Week 1 (February 2-8): Time of the Horn (1964, Dir. Russell Merritt, 6 min)

Time of the Horn, made by Russell Merritt (1941–2023) while he was a student at Northwestern University, is an experimental film shaped by his deep knowledge of classic Hollywood silent cinema. The film follows a young Black boy in California who finds a discarded trumpet and begins to mime playing it, drifting into a dreamlike jazz fantasy.

Though entirely dialogue-free, the film is set to a vibrant soundtrack featuring Duke Ellington’s music, performed by trumpeter Jonah Jones. Through this fusion of visual rhythm and musical expression, Merritt explores imagination, aspiration, and the transformative power of art— all without relying on conventional narrative.

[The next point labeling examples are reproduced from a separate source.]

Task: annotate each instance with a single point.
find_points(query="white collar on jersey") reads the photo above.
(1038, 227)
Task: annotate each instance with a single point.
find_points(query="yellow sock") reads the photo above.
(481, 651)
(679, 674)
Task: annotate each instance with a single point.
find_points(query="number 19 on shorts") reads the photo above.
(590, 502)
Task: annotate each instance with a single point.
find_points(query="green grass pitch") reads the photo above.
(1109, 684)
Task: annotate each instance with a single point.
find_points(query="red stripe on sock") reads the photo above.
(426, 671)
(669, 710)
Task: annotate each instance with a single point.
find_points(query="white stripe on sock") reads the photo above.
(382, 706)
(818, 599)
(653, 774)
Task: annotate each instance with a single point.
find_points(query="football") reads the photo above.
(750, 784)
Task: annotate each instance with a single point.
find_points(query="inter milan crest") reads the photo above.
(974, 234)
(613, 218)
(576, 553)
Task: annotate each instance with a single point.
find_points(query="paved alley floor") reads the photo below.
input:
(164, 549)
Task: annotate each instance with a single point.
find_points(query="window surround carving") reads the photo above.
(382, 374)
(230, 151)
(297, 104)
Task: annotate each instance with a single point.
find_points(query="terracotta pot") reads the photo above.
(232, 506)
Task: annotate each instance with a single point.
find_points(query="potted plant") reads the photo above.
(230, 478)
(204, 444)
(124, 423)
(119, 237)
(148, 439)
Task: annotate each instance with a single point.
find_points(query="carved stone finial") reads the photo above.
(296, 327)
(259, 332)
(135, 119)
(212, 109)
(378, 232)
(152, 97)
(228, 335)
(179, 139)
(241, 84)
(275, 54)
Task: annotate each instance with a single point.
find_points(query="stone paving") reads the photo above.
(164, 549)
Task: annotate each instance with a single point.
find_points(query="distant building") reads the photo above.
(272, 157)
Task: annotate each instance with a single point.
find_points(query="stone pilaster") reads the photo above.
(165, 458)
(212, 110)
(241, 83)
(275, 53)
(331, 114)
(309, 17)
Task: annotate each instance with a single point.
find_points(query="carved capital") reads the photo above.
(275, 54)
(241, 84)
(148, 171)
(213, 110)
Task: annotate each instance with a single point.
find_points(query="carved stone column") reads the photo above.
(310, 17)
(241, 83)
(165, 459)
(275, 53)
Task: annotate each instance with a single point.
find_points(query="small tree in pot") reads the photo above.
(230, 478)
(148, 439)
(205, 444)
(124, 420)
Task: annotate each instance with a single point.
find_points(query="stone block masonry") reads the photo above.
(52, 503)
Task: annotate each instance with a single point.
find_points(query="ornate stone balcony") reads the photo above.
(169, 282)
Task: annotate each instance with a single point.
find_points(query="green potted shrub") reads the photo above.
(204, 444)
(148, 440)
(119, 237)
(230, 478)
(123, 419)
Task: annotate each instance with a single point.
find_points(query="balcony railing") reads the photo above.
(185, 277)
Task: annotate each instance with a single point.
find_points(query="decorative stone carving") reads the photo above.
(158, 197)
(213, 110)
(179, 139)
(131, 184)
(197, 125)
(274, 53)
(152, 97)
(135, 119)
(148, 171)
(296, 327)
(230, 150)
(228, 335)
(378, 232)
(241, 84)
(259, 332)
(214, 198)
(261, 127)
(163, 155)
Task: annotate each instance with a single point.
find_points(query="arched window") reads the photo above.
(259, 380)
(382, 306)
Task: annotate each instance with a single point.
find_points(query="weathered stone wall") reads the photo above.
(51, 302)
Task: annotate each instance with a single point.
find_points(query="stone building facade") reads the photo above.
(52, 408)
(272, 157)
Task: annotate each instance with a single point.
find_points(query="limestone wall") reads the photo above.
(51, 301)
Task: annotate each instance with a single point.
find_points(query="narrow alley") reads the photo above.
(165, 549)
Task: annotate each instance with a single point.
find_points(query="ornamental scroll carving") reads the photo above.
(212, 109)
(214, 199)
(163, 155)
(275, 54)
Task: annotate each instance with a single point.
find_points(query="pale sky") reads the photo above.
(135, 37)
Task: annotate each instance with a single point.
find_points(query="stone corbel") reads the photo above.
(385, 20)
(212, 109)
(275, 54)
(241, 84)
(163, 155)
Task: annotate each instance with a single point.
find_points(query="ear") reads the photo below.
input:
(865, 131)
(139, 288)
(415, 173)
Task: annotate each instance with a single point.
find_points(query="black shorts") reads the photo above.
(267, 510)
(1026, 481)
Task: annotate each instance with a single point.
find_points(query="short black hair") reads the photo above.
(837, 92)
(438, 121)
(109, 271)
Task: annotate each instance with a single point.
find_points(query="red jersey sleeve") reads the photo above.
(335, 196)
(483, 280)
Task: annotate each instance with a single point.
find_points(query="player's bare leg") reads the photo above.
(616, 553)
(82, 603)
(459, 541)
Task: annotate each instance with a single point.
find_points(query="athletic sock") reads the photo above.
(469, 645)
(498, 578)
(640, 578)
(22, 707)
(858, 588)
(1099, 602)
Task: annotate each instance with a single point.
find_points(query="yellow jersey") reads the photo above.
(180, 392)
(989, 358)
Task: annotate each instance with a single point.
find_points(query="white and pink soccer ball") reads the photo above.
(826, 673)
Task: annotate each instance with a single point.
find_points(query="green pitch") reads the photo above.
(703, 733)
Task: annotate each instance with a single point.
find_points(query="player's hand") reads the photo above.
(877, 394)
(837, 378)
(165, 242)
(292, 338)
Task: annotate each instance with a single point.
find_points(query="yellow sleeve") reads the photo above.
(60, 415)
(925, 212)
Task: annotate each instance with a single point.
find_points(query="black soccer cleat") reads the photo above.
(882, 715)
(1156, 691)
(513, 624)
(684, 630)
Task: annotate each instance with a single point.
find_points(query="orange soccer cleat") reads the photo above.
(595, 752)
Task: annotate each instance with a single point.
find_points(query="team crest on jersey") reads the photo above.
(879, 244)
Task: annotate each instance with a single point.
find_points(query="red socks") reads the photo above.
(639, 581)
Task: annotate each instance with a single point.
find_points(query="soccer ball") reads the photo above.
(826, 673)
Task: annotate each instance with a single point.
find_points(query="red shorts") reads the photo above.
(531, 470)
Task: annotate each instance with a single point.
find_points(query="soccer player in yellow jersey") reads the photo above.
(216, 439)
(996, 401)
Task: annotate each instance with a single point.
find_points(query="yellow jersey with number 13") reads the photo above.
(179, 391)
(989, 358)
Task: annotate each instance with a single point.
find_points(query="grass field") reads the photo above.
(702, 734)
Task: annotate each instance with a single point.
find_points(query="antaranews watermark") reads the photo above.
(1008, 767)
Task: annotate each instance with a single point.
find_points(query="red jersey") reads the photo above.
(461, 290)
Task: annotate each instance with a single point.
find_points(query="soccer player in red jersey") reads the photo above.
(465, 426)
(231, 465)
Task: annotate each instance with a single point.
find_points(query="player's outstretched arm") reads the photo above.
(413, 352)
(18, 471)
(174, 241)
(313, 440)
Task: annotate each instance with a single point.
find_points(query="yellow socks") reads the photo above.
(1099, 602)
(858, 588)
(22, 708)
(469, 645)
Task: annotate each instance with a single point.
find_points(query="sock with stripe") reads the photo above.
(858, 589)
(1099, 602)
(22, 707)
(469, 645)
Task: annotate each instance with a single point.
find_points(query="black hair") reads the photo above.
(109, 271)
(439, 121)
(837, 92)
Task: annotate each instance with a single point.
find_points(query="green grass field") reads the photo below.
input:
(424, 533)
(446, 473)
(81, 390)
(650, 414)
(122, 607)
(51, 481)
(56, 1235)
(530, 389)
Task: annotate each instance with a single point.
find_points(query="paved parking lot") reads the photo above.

Week 2 (February 9-15) : The Blues (1973, Dir. Samuel Charters, 20 min )

In The Blues, musicologist, writer, record producer, and first-time documentary filmmaker Samuel Charters, along with his wife Ann Charters—scholar, photographer, and painter—traveled through the rural South to record the lives and performances of legendary blues musicians including J.D. Short, Pink Anderson, Furry Lewis, Baby Tate, Memphis Willie B., Gus Cannon, and Sleepy John Estes.

The film opens with a title card of simple statement of purpose:
“This film is a documentation of the music and the environment of a few of the men who have given American music one of its richest song styles — THE BLUES.”

Filmed with quiet respect, The Blues portrays poverty, segregation, and racism not as spectacle but as lived context. Its observational style highlights the intimacy between musicians, their families, and their environments. The film captures how loneliness and hardship, when voiced through song, become shared experiences—how the blues can transform isolation into connection. Though Charters’s accompanying album became more widely known, the film itself was seldom seen after its completion.


Week 3 (February 16-22): Yonder Come Day (1975, Dir. Milton Fruchtman, 28 min)

Yonder Come Day is an intimate exploration of African American slave culture, tracing its Afro-American roots through song, memory, and oral tradition. Centered on Bessie Jones—a 72-year-old folk singer and the grandchild of enslaved people—the film reveals a vast and deeply personal knowledge of spirituals, work songs, and stories passed down through generations.

From the classroom of Yale to her porch on St. Simons Island, Jones reflects on her life’s mission: to preserve and pass on this cultural inheritance to young people, both Black and white. Through her voice and presence, the film honors music as living history—an archive of survival, remembrance, and continuity.


Week 4 (February 23-March 1): Banjo Man (1977, Dir. Joseph Vinikow & Reuben Chodosh, 25 min)

Banjo Man presents a rare portrait of John “Uncle Homer” Walker, an 80-year-old Black Appalachian banjo player whose life and music challenge commonly held assumptions about the roots of old-time mountain music.

The film was made in 1977 by Joe Vinikow and Reuben Chodooh, then roommates at Yale. Vinikow, a philosophy and film student, learned of Uncle Homer by chance and traveled from Connecticut to rural Virginia armed with a Super 8 camera and a tape recorder to meet him.

Through stories, songs, and archival photographs, Banjo Man evokes a nearly vanished world—one shaped by worship, labor, and celebration, all accompanied by music. Uncle Homer’s self-reliance and artistry reflect the resilience and independence of Black Appalachian communities and restore their rightful place within American musical history.